Says be ready to face music

THE FACE-OFF between Transport Minister Naresh Agarwal and over 38,000 agitating staff of the UP State Road Transport Corporation (UPSRTC) begun earlier than expected.

He threw down the gauntlet to the agitating employees, asking them  to go on indefinite strike from today itself instead of stopping work from August 15.

Talking to reporters at his Mahanagar residents here on Thursday, the minister said on Thursday that the Government would not hesitate to wind up the loss-incurring corporation and notify privatisation of all the routes.

He said that that notices were being served under the ESMA on those who went on a day’s token strike yesterday.

The strike period would be treated as break in their service and their one-day salary would be deducted under the no- work-no pay formula.
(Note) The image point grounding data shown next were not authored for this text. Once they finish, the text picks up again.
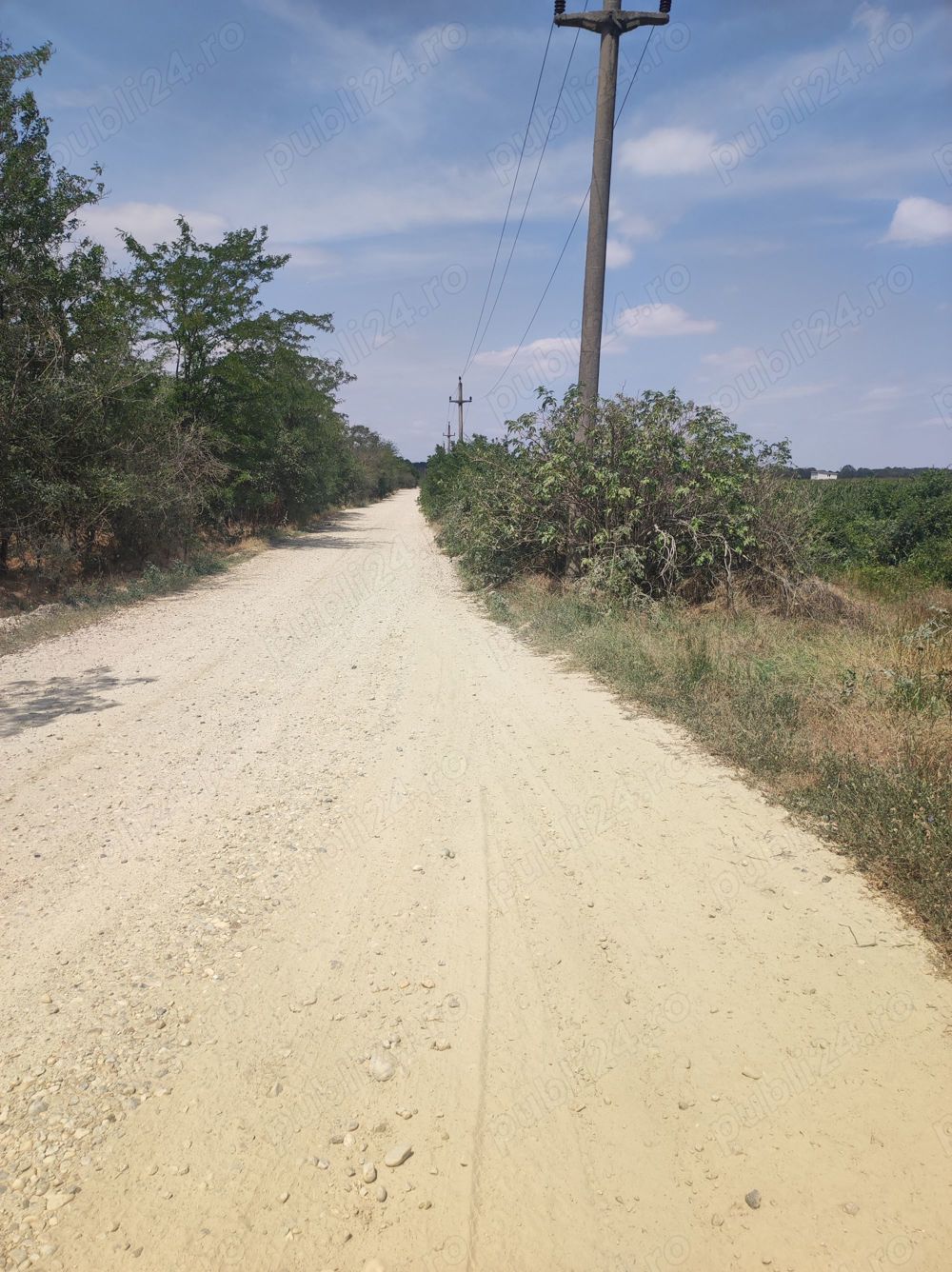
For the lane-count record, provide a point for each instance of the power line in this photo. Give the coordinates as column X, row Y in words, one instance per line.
column 512, row 195
column 568, row 237
column 476, row 348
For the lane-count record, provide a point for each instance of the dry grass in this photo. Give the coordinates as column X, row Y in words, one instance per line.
column 32, row 612
column 842, row 707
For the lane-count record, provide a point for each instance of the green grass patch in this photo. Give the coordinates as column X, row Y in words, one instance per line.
column 810, row 708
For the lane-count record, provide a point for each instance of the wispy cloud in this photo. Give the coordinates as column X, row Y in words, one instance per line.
column 668, row 152
column 149, row 223
column 921, row 222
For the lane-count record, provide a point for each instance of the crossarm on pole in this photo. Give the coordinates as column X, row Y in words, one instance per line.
column 617, row 19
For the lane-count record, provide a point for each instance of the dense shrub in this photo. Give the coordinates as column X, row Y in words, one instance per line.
column 655, row 496
column 868, row 525
column 140, row 408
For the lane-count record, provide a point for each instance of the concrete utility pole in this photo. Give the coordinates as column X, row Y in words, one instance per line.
column 460, row 402
column 610, row 23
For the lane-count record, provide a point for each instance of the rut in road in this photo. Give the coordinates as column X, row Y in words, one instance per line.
column 315, row 862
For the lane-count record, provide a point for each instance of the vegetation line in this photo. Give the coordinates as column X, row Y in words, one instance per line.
column 797, row 629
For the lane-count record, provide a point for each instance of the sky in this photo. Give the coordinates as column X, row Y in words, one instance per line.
column 782, row 196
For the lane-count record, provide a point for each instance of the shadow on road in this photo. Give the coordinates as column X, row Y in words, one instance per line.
column 32, row 704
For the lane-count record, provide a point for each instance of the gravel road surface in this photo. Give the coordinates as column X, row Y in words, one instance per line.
column 341, row 931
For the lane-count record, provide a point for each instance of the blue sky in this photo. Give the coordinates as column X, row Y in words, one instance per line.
column 782, row 203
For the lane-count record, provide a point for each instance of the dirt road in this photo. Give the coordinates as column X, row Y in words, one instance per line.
column 315, row 863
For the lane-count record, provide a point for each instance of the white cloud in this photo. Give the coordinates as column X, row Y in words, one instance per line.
column 872, row 17
column 558, row 354
column 149, row 223
column 618, row 254
column 633, row 226
column 668, row 152
column 307, row 257
column 647, row 322
column 732, row 360
column 545, row 348
column 921, row 222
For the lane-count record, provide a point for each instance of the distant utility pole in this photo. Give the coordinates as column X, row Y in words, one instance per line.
column 460, row 402
column 610, row 23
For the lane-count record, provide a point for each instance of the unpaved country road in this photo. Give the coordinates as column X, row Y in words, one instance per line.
column 319, row 822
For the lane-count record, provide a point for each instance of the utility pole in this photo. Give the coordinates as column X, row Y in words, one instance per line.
column 610, row 23
column 460, row 402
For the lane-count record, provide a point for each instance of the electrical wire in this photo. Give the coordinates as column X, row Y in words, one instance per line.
column 476, row 348
column 568, row 237
column 512, row 195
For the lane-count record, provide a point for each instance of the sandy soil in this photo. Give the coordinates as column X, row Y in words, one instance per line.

Services of all contractual workers of the corporation, who participated in the one-day token strike, were being terminated, and criminal cases were being registered against those who damaged properties.

The minister was in no mood to relent and decided to transfer all the income of the corporation to the State coffer to clear the dues related to passenger tax worth Rs 700 crore.

All concessions given to the corporation, including exemption of trade tax and subsidies in diesel, were being withdrawn with immediate effect.

The minister said that if needed, he would give a call to the Samajwadi Party (SP) workers to deal with the ‘anti-social elements’ among the UPSRTC employees.

However, general secretary of the UPSRTC Employees Union Tej Bahadur Sharma strongly  criticised the minister for adopting ‘undemocratic and suppressive’. He urged the Chief Minister to do justice with to the employees.

Talking to Hindustan Times, Sharma, however, claimed that Naresh Agarwal would not succeed in terrorising the employees who were simply asking for their legal dues.

He accused the private operators of indulging in heavy tax evasion in connivance with ‘a powerful lobby’.

The union, he claimed, had no option but to go on strike as various notices, dharna and demonstrations failed to evoke any response.

He claimed that the Transport Department staff  were Government employees and they were ‘shifted’ to the UPSRTC on June 1, 1972 with a guarantee that they would enjoy the same benefits as given to the Government staff.

Thus, there was no justification in comparing the UPSRTC with other corporations, he said.